I didn’t want Clarence to know my secrets. I liked myself in his eyes: sage, straightforward, beyond reproach or blame.
* * *
Dale asked me to stay after class on Friday, and I almost thought to leave anyway, to pretend to have not heard him or forgotten. By then the idea of Dale’s dirty, empty apartment disgusted me; as lonely as I was, a relationship with Dale was never something I fantasized about, never a source of excitement or arousal. Men scared me, I realized—their desires and experiences were too foreign to me. I could never gratify one and would never—at least any time soon, it seemed to me—understand one.
“Imogene.” He was unusually somber as he waved me over to his desk. I sat in the chair across from him, wishing the last student out had left the door open.
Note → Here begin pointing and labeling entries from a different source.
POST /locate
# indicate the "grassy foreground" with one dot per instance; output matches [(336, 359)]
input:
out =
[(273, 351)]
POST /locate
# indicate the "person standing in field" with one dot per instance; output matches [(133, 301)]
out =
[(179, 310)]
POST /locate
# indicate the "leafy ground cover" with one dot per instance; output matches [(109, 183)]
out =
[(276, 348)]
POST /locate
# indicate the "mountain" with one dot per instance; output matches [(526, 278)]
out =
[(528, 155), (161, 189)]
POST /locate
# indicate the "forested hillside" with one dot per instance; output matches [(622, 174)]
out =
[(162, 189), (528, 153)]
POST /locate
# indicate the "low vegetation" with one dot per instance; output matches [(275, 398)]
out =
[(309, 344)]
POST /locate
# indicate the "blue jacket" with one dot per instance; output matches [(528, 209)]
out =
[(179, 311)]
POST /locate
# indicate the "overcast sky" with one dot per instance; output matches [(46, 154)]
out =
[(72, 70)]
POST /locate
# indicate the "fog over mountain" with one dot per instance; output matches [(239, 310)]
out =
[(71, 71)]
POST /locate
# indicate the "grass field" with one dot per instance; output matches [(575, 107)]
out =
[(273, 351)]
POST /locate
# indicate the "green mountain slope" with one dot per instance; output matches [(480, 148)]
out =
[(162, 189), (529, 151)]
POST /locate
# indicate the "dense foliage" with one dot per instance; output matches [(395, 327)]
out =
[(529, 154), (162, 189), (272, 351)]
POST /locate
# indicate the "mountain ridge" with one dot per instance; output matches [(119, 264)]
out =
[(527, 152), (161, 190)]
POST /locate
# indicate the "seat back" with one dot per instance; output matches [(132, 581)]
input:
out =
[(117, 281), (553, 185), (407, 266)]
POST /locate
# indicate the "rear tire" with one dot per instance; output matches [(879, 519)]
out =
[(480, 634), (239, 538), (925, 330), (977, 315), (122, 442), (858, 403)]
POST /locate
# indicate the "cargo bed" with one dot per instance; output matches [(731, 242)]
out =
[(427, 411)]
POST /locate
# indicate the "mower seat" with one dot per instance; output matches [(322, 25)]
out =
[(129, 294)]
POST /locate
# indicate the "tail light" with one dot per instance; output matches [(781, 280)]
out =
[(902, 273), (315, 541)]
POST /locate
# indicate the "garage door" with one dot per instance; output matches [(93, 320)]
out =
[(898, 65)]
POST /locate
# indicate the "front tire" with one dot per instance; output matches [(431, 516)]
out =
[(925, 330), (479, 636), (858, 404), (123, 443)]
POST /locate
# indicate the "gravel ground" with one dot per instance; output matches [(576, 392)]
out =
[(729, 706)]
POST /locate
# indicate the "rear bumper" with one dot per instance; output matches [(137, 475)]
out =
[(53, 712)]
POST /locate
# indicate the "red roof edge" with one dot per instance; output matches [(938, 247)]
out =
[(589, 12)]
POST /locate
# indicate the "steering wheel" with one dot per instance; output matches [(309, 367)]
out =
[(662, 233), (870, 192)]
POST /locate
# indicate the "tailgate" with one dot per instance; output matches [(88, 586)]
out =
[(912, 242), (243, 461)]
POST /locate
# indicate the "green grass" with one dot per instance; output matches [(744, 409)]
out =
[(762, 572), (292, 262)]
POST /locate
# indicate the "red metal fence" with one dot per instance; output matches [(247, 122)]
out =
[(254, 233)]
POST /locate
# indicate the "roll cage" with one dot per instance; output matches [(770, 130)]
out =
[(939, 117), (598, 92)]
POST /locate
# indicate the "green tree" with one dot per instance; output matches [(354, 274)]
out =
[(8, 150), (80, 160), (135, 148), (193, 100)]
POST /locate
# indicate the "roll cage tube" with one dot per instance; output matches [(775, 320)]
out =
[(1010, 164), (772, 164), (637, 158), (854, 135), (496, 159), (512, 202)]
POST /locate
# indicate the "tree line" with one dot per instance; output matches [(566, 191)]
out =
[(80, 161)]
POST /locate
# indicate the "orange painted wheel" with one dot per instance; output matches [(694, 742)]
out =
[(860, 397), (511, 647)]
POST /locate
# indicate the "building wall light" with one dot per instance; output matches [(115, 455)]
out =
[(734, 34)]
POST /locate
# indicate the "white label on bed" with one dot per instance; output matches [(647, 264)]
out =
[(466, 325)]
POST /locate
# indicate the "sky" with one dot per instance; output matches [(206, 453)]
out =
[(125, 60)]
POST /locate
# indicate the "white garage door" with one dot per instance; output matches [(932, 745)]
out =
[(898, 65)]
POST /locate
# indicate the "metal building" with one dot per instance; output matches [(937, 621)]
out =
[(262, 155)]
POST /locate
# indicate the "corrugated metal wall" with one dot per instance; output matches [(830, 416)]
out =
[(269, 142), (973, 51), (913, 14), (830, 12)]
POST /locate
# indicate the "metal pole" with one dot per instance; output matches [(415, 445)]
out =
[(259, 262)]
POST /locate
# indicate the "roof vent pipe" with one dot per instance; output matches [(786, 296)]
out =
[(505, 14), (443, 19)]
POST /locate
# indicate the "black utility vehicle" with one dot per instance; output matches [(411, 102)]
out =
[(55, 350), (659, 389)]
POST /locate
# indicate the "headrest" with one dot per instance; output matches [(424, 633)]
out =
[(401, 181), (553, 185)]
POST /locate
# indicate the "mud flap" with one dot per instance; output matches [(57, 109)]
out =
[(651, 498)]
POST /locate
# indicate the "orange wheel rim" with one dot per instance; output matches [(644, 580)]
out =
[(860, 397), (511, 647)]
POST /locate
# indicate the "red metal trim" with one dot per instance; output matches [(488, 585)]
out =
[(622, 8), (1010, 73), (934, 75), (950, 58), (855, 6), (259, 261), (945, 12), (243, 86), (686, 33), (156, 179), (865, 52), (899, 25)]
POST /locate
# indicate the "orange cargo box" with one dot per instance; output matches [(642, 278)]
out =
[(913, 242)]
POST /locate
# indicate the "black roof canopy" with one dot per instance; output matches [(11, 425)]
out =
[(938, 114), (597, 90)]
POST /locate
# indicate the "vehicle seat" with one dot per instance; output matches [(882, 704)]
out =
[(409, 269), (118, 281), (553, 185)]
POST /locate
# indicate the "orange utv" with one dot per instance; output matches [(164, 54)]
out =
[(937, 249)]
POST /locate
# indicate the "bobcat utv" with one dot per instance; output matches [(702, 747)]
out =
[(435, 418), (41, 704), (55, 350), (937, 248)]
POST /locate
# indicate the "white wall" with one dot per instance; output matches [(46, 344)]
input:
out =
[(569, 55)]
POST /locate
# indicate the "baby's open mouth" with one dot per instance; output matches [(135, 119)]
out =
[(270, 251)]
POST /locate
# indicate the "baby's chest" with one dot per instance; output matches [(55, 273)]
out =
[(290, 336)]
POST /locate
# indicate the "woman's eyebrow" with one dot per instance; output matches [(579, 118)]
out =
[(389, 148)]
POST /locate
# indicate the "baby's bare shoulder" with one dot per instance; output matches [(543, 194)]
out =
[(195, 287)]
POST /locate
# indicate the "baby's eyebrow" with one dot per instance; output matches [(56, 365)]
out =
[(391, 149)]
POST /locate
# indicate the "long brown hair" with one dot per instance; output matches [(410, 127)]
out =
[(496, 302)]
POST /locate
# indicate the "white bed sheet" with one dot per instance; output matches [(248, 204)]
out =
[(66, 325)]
“Hi,” I said; it came out shrill.
“Hi.” His voice fell flat, a deflated ball thudding on the pavement. “Imogene, there’s something I need to talk to you about.”
I willed myself to relax, to appear comfortable. I made my eyes wide as though he had never touched my thigh or said he couldn’t talk to a girl who looked like me.
“You’re being transferred to another teacher next semester.”